For 20 years, the Financial Times weekend glossy magazine How To Spend It has been affording little people an insight into the lifestyles of the one per cent, confirming that, whatever else it does, money doesn’t buy taste.
A garish compendium of over-designed handbags, bling jewellery and overpriced clothing, it offers us some slight moral compensation for not being able to afford the entry price to their world.
The must-have accessory for the indecently wealthy this Christmas is the big, in-your-face watch, preferably with lots of pointless dials, animations and chimes. A starter Rolex Oyster is about £3,300. But if you want something worth talking about you’ll want to look at Bulgari’s Ammiraglio del Tempo at £268,000 or thereabouts which has a four-gong Westminster chime. Then there is the Minute Repeater Flying Tourbillon at £284,000.
If you want the big daddy, the “grande sonnerie”, that strikes four times an hour 24 hours a day, “to tell the story of the passage of time” Lange & Soehne’s Grand Complication, costs more than £1 million. The waiting list is more than a year, though.
Quality doesn’t come cheap and these are, we are assured by the FT, the “sine qua non” for collectors; though God only knows who would want to collect these ugly brutes, which make you look as if you have a mantle-piece clock hanging off your cuff.
But this year the FT has gone one better. Instead of How to Spend It, its New Year issue is to be turned into a philanthropic venture called How to Give It; a charity auction of bling. The items are all “donated” by luxury goods companies, so How to Give It is essentially a promotional device. But it allows the wealthy to indulge in a bit more conspicuous consumption in the season of good cheer and pat themselves on the back while doing so.
If you want to display your ecological credentials you can buy the Chopard LUC Tourbillon Qualite Fleurier Fairmined (TQFF), which is available in the How to Give It Auction. This “important” watch is “introduced” by the actor Colin Firth, who played Mr D’Arcy in Pride and Prejudice. Apparently he collaborated with Chopard in “The Journey to Sustainable Luxury” project, run by Eco-Age, the company he founded with his wife Livia.
Eco Age is dedicated to sourcing and certifying “fair mined gold”. This is “ethical” gold that has been extracted by “artisanal and small-scale miners”, using sustainable techniques. It’s a comfort to know that someone is finally addressing this neglected environmental issue.

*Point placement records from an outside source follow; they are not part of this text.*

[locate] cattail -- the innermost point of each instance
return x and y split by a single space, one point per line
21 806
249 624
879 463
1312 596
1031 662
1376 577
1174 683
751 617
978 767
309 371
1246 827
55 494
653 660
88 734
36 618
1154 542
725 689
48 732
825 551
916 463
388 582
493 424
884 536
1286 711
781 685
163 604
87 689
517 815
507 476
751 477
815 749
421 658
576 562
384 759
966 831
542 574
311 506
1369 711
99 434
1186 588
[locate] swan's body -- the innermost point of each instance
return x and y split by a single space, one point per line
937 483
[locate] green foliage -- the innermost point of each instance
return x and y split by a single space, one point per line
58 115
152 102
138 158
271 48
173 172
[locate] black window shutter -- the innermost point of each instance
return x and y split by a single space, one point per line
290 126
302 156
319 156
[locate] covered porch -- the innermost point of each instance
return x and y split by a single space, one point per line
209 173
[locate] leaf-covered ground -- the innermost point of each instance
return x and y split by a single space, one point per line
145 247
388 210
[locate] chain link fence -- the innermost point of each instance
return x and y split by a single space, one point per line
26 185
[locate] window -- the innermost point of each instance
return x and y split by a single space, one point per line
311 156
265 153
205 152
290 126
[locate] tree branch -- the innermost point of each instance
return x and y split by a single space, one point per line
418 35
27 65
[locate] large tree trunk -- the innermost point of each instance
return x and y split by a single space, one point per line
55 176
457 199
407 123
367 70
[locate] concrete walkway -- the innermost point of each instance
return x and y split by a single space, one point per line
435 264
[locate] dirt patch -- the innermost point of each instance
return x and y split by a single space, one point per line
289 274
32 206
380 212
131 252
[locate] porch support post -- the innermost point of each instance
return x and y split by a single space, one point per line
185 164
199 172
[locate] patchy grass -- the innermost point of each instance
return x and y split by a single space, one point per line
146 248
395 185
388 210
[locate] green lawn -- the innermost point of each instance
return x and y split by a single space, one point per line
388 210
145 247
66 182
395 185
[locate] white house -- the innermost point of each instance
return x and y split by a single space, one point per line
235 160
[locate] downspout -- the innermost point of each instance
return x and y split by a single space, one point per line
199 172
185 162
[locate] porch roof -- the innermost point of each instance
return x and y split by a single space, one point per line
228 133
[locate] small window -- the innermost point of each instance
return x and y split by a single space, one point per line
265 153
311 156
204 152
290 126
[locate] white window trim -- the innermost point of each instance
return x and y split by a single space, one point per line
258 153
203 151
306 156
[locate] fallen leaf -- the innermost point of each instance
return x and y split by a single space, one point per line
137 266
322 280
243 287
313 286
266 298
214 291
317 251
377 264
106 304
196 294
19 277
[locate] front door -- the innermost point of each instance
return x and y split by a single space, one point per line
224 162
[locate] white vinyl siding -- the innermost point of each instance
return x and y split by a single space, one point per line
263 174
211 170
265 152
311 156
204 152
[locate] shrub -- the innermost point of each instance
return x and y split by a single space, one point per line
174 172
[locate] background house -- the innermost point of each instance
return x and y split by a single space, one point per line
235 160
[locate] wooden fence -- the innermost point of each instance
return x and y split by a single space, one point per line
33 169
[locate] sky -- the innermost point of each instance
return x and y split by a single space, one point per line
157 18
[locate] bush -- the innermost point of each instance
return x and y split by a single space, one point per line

The TQFF isn’t a watch. It is a cry of defiance against a “digital, fossil fuel and electrical age”. Mr D’Arcy goes on: “A watch is a story of hands: there are hands that mine the ground for gold, which passes through the hands of the craftsmen who make the watch, which passes into the hands of the person who’s going to wear it”. Usually, a financial speculator who may have been involved in boosting gold as a hedge against inflation.
Greenwash aside, has there ever been a more bizarre commodity than the trophy watch? A more obscure object of desire? If you want something that tells the time highly accurately you can buy a digital for ten quid. And you don’t have to spend a fortune insuring it.
These highly complicated watches are the ultimate consumer anachronism because the craftsmanship and labour that go into making the tiny cogs and chimes are entirely pointless. Anyway, everyone has the time on their phones.
The only thing that comes near to the plutocratic stupidity of the big watch are these daft over-engineered bags that women pay large sums for. But at least the bags hold something. Watches are entirely display, and what they display more than anything is the vacuous tastelessness of their owners.
Rich people used to do sensible things with their money: build churches, patronise musicians, commission great works of art. They gave to charity and set up philanthropic foundations. Now they set up shell trusts, speculate in trash and wear technological contradictions that cost as much as a house. Really, they need to be saved from themselves.